Iobitridol (Xenetix) is a new triiodinated monomer, nonionic, low-osmolality contrast agent. Animal pharmacokinetic studies (rats, rabbits, dogs) and in vitro studies show that it is a marker of extracellular fluid, i.e. it is distributed in the interstitial space, it does not penetrate into cells, it does not cross the healthy blood-brain barrier (BBB), it does not bind to proteins, and it is eliminated by glomerular filtration without secretion or reabsorption.

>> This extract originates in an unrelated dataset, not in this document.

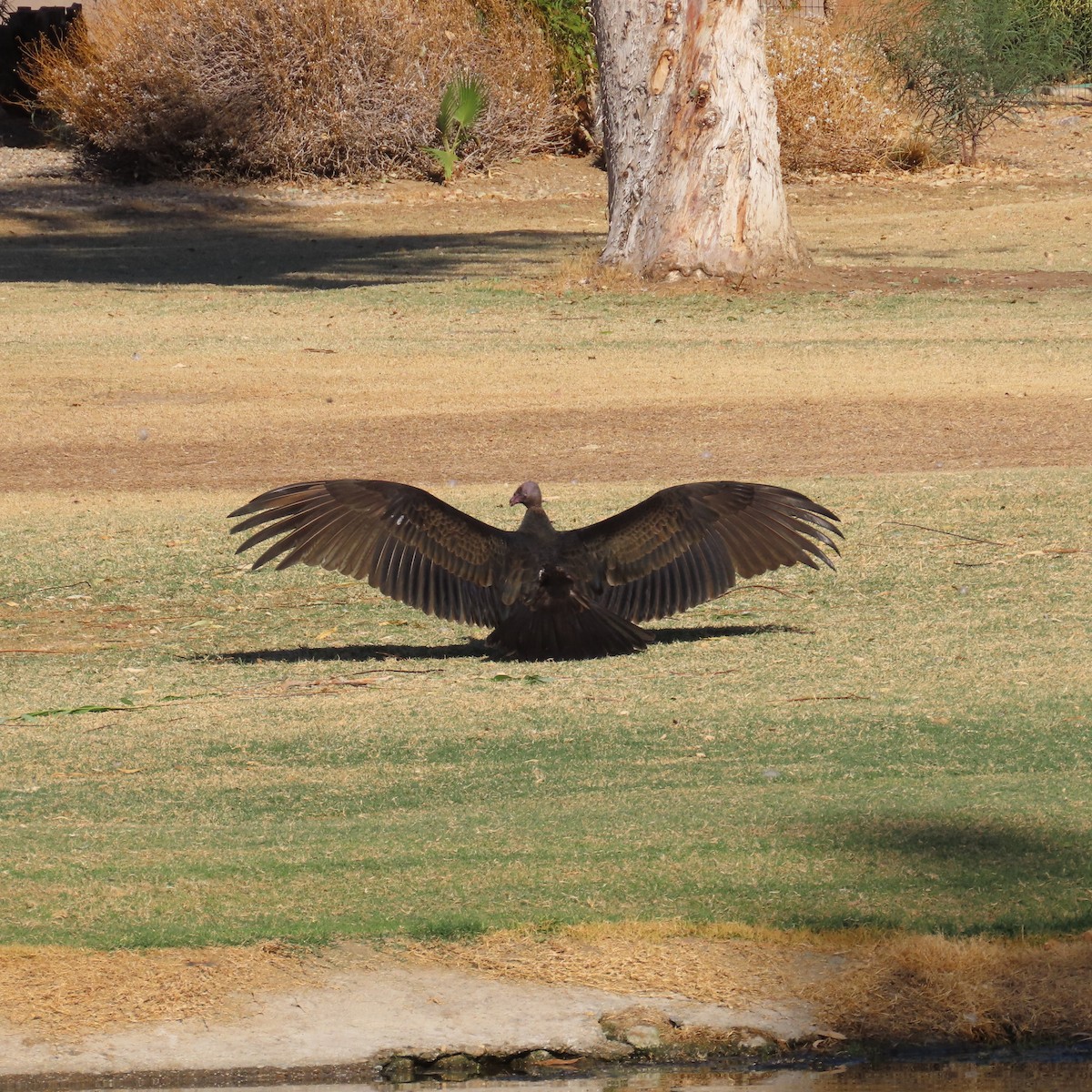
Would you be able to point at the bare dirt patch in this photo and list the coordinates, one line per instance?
(185, 337)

These characteristics determine its use as an urography and angiography contrast agent as well as the precautions necessary to be taken, which are classical for contrast agents of this classification, related to administration in pathophysiologic populations (patients with renal failure, pregnant women or nursing mothers, neonates, etc. )

碘吡醇的药动学特征。
Iobitridol (Xenetix)是一种新型的三碘化单体、非离子型、低渗透压造影剂。动物药代动力学研究(大鼠、兔、狗)和体外研究表明,它是细胞外液的标志物,即它分布在间质空间,不渗透到细胞中,不穿过健康的血脑屏障(BBB),不与蛋白质结合,在没有分泌或重吸收的情况下被肾小球滤过消除。这些特点决定了其作为泌尿造影和血管造影造影剂的用途,以及必要的预防措施,这是该分类造影剂的经典应用,与病理生理人群(肾功能衰竭患者、孕妇或哺乳期妇女、新生儿等)的给药有关。
本文章由计算机程序翻译,如有差异,请以英文原文为准。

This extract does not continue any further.